На балюстраде с прерафаэлитами много парочек и комментариев в духе: «она же левша у него, погляди!» и «женщина, если красива, должна еще была быть толстой» и «слишком живая для мертвой!». Но я как-то сразу понимаю: Офелия Милле только готовится утонуть. Живые глаза – как живые цветы. Гид рассказывает, что позировавшая художнику златовласка – «была замужем за одним, потом за другим художником, сама увлеклась рисованием…» – замерзла в ванне, позируя, и скоро трагически умерла. На соседних ярлыках написано, что золотовласку при жизни сравнивал с Беатриче художник, носивший имя бессмертно влюбленного Данте.
Тут вновь меня ловит одна картина – напротив «Офелии» «Омовение ног» Мэдокса Брауна: Христос омывает ноги смятенному бородатому Петру, оба – крепкие мужики с рабочими руками, одиннадцать апостолов застыли по верхнему краю картины, как постаревшие от дум херувимы.
Данаи на мелких и почти квадратных картинках прерафаэлитов прозрачневеют: учатся символизировать. Такой женщине можно поклоняться, если она пообещает рано умереть, как златовласка Офелия. Я примеряю на себя пышные образы зеленоглазой «Монны Помоны», конфетно-прибранной «Блаженной девы», принцессы-чернавки, утонувшей в объятиях святого Георгия. Наконец нахожу рисунок златовласки – Элизабет Сиддал изобразила леди, прикрепляющую знамя к копью возлюбленного рыцаря.
Судя по ее биографии, она тоже знала, что значит – послужить, хотя ее богом было только уводящее в глубину витража искусство.
«Соловок-соловок, я тебя съем», – крутилось в голове, пока группа людей, с которыми мы прокатились по Карелии, отбывала на материк вместе с устроенной прямо внутри корабля лавкой самых здесь ходовых туристических товаров: шерстяных шапок с наушниками и подвязочками и утепленных финских курток. Ассортимент не обманул: на следующий день было объявлено штормовое предупреждение, и я поняла, что и вправду на острове, когда в экскурсионном бюро свернули выходы не только в море, но и на знаменитые озерные каналы, мою новую группу, ожидавшуюся назавтра, не выпустили из Рабочеостровска, а я, в двух свитерах, куртке, осенних сапогах (один все-таки протек), дождевике для дополнительной защиты от ветра, в шерстяном платке на голову и с сожалениями о не захваченных из дома перчатках, побрела мимо несдуваемых соловецких валунов и коров греться в музей ГУЛАГа.

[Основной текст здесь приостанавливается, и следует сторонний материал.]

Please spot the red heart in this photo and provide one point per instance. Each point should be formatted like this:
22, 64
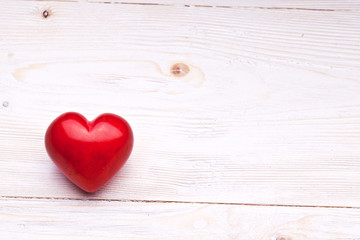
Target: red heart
89, 153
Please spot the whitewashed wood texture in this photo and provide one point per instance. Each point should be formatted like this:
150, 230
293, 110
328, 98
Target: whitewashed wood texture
268, 114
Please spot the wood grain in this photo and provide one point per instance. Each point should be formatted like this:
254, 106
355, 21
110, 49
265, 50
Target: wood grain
269, 112
65, 219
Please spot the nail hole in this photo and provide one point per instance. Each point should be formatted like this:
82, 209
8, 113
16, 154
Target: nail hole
179, 69
45, 13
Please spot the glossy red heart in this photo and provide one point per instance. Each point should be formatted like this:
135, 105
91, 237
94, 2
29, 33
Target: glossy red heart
89, 153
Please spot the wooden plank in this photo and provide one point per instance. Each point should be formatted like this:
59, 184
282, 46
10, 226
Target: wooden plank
269, 112
67, 219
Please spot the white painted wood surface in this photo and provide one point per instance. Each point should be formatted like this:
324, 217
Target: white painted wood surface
269, 113
59, 219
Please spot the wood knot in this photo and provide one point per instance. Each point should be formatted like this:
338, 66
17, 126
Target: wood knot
46, 13
179, 69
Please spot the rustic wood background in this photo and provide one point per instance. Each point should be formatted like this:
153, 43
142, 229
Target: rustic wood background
246, 117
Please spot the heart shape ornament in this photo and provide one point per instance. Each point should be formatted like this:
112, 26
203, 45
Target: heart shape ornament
89, 153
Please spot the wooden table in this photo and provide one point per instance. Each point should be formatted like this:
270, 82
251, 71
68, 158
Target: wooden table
246, 117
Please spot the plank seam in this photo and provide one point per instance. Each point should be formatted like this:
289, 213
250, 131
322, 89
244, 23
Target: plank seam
178, 202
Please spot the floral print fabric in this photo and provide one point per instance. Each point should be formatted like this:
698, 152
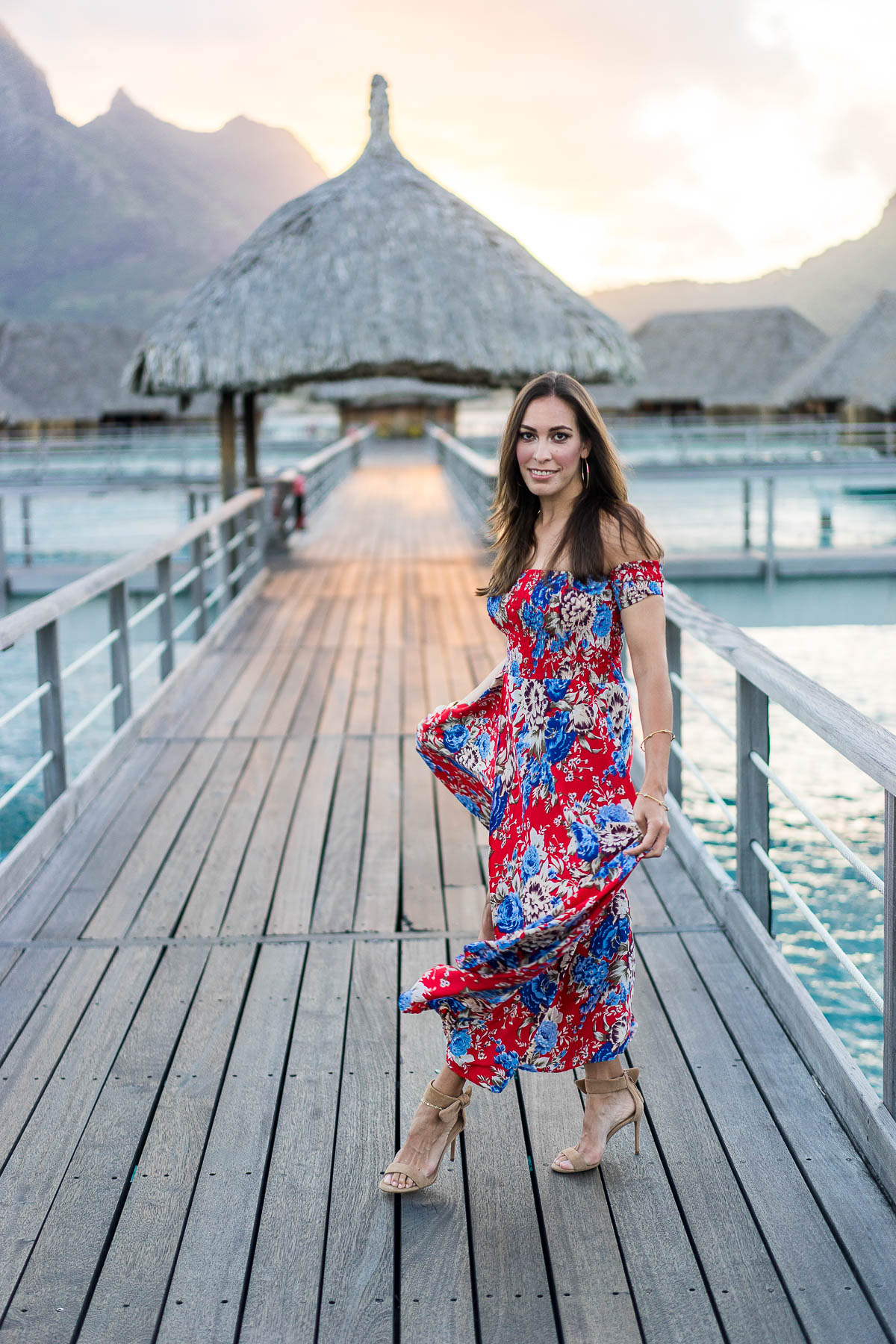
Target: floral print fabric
541, 759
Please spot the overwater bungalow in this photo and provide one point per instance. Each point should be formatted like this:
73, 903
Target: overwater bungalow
375, 273
398, 406
855, 374
726, 362
60, 376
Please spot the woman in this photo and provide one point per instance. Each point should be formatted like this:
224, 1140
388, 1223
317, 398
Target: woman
541, 753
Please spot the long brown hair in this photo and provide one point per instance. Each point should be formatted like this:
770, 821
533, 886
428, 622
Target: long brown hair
516, 508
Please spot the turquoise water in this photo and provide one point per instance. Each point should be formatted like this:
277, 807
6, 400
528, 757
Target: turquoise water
841, 632
20, 739
856, 663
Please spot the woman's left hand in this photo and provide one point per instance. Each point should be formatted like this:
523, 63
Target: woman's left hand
653, 824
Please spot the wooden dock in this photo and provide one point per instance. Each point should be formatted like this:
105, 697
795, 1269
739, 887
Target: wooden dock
205, 1070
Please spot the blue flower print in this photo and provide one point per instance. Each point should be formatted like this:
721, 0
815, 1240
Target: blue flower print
556, 687
539, 994
531, 862
588, 972
454, 735
609, 936
588, 841
509, 914
546, 1036
613, 812
558, 738
532, 617
460, 1043
508, 1060
499, 806
602, 621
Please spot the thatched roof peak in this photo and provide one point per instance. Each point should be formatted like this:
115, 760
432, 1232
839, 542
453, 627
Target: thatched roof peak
381, 134
379, 272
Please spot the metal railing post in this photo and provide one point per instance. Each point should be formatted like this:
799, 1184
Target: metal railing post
120, 652
889, 952
198, 586
673, 658
53, 734
230, 559
166, 617
3, 564
753, 797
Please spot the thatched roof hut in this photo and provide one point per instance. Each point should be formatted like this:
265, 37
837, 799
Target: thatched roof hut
396, 405
69, 371
378, 272
856, 370
731, 359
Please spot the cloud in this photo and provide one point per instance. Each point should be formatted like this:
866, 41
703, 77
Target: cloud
618, 143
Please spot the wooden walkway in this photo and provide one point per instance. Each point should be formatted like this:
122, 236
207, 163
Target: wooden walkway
205, 1070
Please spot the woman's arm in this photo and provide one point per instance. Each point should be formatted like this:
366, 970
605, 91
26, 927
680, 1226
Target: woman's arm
491, 679
645, 631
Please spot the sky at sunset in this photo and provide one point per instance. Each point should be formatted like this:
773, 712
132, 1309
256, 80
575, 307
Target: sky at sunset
709, 139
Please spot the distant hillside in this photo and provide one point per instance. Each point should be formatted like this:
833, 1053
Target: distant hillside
830, 289
114, 221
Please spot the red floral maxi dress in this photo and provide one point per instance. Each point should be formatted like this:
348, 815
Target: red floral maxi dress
541, 759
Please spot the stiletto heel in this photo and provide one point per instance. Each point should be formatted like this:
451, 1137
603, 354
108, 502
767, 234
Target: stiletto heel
591, 1086
452, 1112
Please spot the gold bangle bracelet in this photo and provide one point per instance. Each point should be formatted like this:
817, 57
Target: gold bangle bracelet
672, 737
642, 794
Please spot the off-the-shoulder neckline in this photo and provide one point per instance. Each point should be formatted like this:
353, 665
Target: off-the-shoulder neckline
568, 573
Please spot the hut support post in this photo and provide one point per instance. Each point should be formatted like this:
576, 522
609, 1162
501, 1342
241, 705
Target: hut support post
227, 440
250, 440
27, 558
770, 534
746, 511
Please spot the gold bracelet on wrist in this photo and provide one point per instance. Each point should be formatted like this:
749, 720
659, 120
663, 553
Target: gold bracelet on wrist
642, 794
672, 737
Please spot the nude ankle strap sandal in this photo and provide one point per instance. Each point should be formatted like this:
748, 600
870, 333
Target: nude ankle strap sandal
452, 1112
601, 1086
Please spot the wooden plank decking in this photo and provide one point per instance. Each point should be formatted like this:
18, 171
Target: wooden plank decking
205, 1070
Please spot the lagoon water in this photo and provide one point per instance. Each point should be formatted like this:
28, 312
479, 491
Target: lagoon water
841, 632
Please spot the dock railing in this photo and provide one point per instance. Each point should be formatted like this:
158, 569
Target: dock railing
321, 470
227, 550
743, 906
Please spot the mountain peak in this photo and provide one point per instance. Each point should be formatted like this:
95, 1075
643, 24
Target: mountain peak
23, 87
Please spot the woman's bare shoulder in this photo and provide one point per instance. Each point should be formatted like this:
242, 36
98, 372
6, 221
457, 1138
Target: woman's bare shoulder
621, 542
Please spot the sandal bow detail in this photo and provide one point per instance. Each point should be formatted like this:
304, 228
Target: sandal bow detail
601, 1086
452, 1112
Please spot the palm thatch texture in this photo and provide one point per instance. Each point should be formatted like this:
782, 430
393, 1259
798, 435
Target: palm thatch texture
857, 369
378, 272
391, 391
67, 371
729, 359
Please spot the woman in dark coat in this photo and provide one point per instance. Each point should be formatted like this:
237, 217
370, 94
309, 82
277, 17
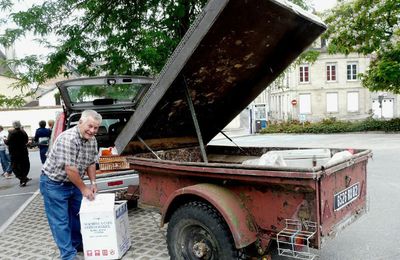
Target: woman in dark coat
17, 141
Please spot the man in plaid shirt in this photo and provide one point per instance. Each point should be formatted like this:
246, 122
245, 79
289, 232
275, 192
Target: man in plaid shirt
72, 155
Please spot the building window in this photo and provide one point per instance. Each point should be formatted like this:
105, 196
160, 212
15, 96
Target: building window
331, 72
352, 101
305, 103
352, 71
304, 73
331, 102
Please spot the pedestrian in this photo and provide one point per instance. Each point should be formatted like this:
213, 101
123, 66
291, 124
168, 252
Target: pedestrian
42, 138
17, 145
72, 154
50, 122
4, 155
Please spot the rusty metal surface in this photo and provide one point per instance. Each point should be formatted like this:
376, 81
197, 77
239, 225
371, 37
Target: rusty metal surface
331, 219
271, 196
228, 205
231, 53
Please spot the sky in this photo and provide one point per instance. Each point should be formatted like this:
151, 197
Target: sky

Очень скоро, однако, почувствовалось, что на Соловках накруток комфорта не требуется. Наоборот, особое гостеприимство Большого Соловецкого острова увиделось как раз в возможности, закулёмившись в четыре слоя последней теплой одежды, вывалиться с порога в морской ветер и нестись за травяной волной, густо и высоко бегущей над каменистой землей. Только так можно пережить со всех сторон стесненную, но потому так скоро и скапливаемую внутри соловецкую свободу. С виду плоский, островной пейзаж пронзают незримые вертикали, и люди, о которых во первых строках рассказывает гид в монастыре, представляются буквально столпами, унесшимися главами в облака. Роковой и, по обывательскому разумению, ненужный в слепой тюремной камере дар долгожительства, употребленный безвинно заключенным последним кошевым атаманом разогнанной Запорожской Сечи на стяжание дара молитвы, – и драгоценные жертвования монастырю Ивана Грозного, так и не связавшие игумена Филиппа обязанностью благословить опричнину и царский разор. Предельная обреченность, открывающая свободу последнего выбора, – это не только про подвиги, но и про каждодневные хлопоты на Соловках, где нет переходных резерваций между ясностью и непогодой, выживанием и гибелью, благом и злоумышлением, и приходится поминутно решать, к добру или к худу направить жизнь.